Building an Economy that Works for Everyone

Paid sick days: Caring for aging relatives – and aging workers

Evaluating Paid Sick Leave: Social, economic and health implications for Seattle

From the report Evaluating Paid Sick Leave
Part 1 | 2 | 3 | 4 | 5 | 6 | 7 | 8 | 9 |10

A comprehensive study based on 2008 data found that 17% of the American workforce at that time was providing uncompensated care for an elderly person, and 42% had during the previous 5 years. Men and women were equally likely to be providing such care. Nearly half of workers believe they will be responsible for eldercare in the next 5 years.

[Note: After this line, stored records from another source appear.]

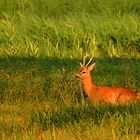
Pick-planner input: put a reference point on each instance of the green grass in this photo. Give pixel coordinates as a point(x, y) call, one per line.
point(41, 45)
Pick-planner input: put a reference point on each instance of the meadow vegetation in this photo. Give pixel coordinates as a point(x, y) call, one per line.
point(41, 45)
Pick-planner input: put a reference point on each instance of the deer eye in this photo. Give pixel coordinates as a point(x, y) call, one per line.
point(83, 72)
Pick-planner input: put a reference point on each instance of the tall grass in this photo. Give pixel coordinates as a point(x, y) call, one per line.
point(41, 45)
point(68, 28)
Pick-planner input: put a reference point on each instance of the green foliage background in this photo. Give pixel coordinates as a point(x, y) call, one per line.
point(41, 45)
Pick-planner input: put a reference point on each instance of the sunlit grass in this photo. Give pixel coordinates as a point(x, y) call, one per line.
point(41, 45)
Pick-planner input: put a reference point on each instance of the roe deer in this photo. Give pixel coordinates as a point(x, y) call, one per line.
point(99, 94)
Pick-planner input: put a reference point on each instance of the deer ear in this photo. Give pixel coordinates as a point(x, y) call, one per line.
point(91, 67)
point(81, 64)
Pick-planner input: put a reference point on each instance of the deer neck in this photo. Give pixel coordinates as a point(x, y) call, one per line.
point(88, 84)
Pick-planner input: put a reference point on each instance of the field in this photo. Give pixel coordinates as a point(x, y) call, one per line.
point(41, 45)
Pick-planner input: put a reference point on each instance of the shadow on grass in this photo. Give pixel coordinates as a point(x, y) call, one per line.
point(123, 116)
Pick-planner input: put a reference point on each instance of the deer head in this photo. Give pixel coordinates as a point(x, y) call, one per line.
point(84, 68)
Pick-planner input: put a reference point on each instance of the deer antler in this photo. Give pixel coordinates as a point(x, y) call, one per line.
point(89, 61)
point(84, 59)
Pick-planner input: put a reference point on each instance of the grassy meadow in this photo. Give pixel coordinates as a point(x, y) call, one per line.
point(41, 45)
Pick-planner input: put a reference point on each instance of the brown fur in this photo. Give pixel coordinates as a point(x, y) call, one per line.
point(98, 94)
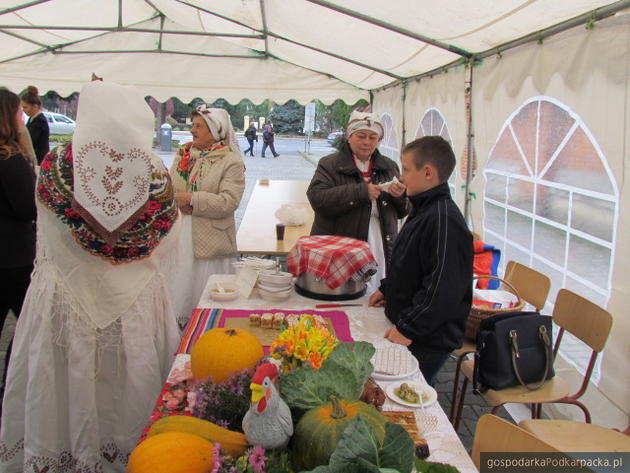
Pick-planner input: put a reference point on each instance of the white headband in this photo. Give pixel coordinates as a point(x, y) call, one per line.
point(364, 121)
point(220, 125)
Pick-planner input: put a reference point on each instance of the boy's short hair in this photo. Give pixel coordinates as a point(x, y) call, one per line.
point(433, 150)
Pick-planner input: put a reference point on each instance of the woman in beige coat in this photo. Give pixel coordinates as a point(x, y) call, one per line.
point(209, 178)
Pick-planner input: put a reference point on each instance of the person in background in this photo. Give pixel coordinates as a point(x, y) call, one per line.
point(96, 336)
point(251, 136)
point(209, 180)
point(37, 124)
point(17, 212)
point(268, 139)
point(428, 291)
point(347, 196)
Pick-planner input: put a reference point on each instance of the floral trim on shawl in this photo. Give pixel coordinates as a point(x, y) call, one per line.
point(64, 462)
point(55, 191)
point(186, 160)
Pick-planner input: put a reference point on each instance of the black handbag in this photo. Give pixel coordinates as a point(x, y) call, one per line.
point(512, 349)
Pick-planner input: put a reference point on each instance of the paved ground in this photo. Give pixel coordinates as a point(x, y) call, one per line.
point(293, 163)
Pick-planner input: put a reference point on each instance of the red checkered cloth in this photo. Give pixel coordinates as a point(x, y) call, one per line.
point(331, 258)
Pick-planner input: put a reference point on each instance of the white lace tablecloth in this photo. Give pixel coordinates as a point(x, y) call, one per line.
point(366, 324)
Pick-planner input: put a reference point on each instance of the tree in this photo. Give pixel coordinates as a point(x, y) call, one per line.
point(288, 118)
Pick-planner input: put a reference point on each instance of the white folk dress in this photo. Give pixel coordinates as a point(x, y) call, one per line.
point(95, 339)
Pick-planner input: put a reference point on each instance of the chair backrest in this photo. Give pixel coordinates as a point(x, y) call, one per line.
point(494, 434)
point(582, 318)
point(532, 286)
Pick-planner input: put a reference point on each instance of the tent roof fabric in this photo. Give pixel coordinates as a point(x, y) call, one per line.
point(256, 49)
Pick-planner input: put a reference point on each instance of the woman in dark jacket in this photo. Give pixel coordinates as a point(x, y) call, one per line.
point(37, 124)
point(348, 195)
point(17, 211)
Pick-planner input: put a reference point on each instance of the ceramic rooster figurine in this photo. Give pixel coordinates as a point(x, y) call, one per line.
point(268, 421)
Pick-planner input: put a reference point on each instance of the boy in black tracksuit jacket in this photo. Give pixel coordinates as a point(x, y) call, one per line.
point(428, 290)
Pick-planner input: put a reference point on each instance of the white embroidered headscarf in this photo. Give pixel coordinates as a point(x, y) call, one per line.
point(364, 121)
point(220, 125)
point(112, 156)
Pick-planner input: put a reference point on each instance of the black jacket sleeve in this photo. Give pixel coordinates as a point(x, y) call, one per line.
point(447, 270)
point(17, 183)
point(332, 199)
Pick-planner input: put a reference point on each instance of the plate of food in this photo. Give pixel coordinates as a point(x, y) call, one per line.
point(392, 363)
point(411, 394)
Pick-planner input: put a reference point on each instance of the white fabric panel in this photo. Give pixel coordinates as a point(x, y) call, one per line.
point(587, 70)
point(188, 77)
point(445, 93)
point(473, 26)
point(389, 101)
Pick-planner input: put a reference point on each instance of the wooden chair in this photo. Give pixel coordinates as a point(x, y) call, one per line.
point(532, 286)
point(494, 434)
point(580, 317)
point(571, 436)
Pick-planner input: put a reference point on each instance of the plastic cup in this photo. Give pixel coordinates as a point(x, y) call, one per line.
point(280, 231)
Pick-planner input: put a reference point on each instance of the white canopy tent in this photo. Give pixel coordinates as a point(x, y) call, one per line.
point(549, 97)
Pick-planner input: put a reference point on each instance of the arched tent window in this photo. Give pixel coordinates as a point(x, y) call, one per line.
point(551, 202)
point(390, 146)
point(433, 123)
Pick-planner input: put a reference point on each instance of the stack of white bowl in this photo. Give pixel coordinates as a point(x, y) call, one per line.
point(274, 285)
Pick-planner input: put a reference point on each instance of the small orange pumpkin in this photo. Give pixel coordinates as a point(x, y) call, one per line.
point(172, 452)
point(221, 352)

Employed family caregivers still spent on average 45 hours per week at their paid job – as much time as those without such responsibilities. Compounding the time crunch, 46% of the women and 40% of the men also had children under 18 living at home. Based on those figures, approximately 85,000 members of the Seattle-based workforce currently care for an elderly person, and 245,000 will during the next five years.

Caring for aging parents is not the only issue. With the workforce rapidly aging, more spouses and domestic partners – and workers themselves – are at risk of developing serious health problems. Between 1991 and 2009 the percentage of workers in King County over the age of 45 increased from 25% to 41%.